Parse the TPI (type information) stream of PDB files. This parses the TPI stream (stream 2) from the PDB file. This stream contains some header information followed by a series of codeview records. There is some additional complexity here in that alongside this stream of codeview records is a serialized hash table in order to efficiently query the types. We parse the necessary bookkeeping information to allow us to reconstruct the hash table, but we do not actually construct it yet as there are still a few things that need to be understood first. Differential Revision: http://reviews.llvm.org/D19840 Reviewed By: ruiu, rnk llvm-svn: 268343

commit: f5c59654f7c8438294ecb6ac0b8613782e0d3956 [log] [tgz]

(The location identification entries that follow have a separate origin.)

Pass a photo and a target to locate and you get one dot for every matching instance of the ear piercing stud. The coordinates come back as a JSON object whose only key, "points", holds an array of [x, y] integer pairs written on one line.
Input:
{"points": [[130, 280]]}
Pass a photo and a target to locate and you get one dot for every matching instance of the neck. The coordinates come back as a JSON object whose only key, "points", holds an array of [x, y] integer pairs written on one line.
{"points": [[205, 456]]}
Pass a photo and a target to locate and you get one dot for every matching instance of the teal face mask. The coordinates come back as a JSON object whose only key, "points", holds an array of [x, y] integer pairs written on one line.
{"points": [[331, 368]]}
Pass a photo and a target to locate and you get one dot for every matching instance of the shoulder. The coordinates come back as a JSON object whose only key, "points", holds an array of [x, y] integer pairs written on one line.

author: Zachary Turner <zturner@google.com> Tue May 03 00:28:21 2016 +0000
committer: Zachary Turner <zturner@google.com> Tue May 03 00:28:21 2016 +0000
tree: 8d242825d7c9ecf7eebccc365b729d0bdf04856a
parent: 88bb163f816d00d2805b6a0d97ea0f4200b84553 [diff] [blame]
diff --git a/llvm/lib/DebugInfo/PDB/Raw/TpiStream.cpp b/llvm/lib/DebugInfo/PDB/Raw/TpiStream.cpp
new file mode 100644
index 0000000..7ee4c60
--- /dev/null
+++ b/llvm/lib/DebugInfo/PDB/Raw/TpiStream.cpp

@@ -0,0 +1,143 @@
+//===- TpiStream.cpp - PDB Type Info (TPI) Stream 2 Access ----------------===//
+//
+//                     The LLVM Compiler Infrastructure
+//
+// This file is distributed under the University of Illinois Open Source
+// License. See LICENSE.TXT for details.
+//
+//===----------------------------------------------------------------------===//
+
+#include "llvm/DebugInfo/PDB/Raw/TpiStream.h"
+
+#include "llvm/DebugInfo/CodeView/CodeView.h"
+#include "llvm/DebugInfo/CodeView/TypeRecord.h"
+#include "llvm/DebugInfo/PDB/Raw/MappedBlockStream.h"
+#include "llvm/DebugInfo/PDB/Raw/RawConstants.h"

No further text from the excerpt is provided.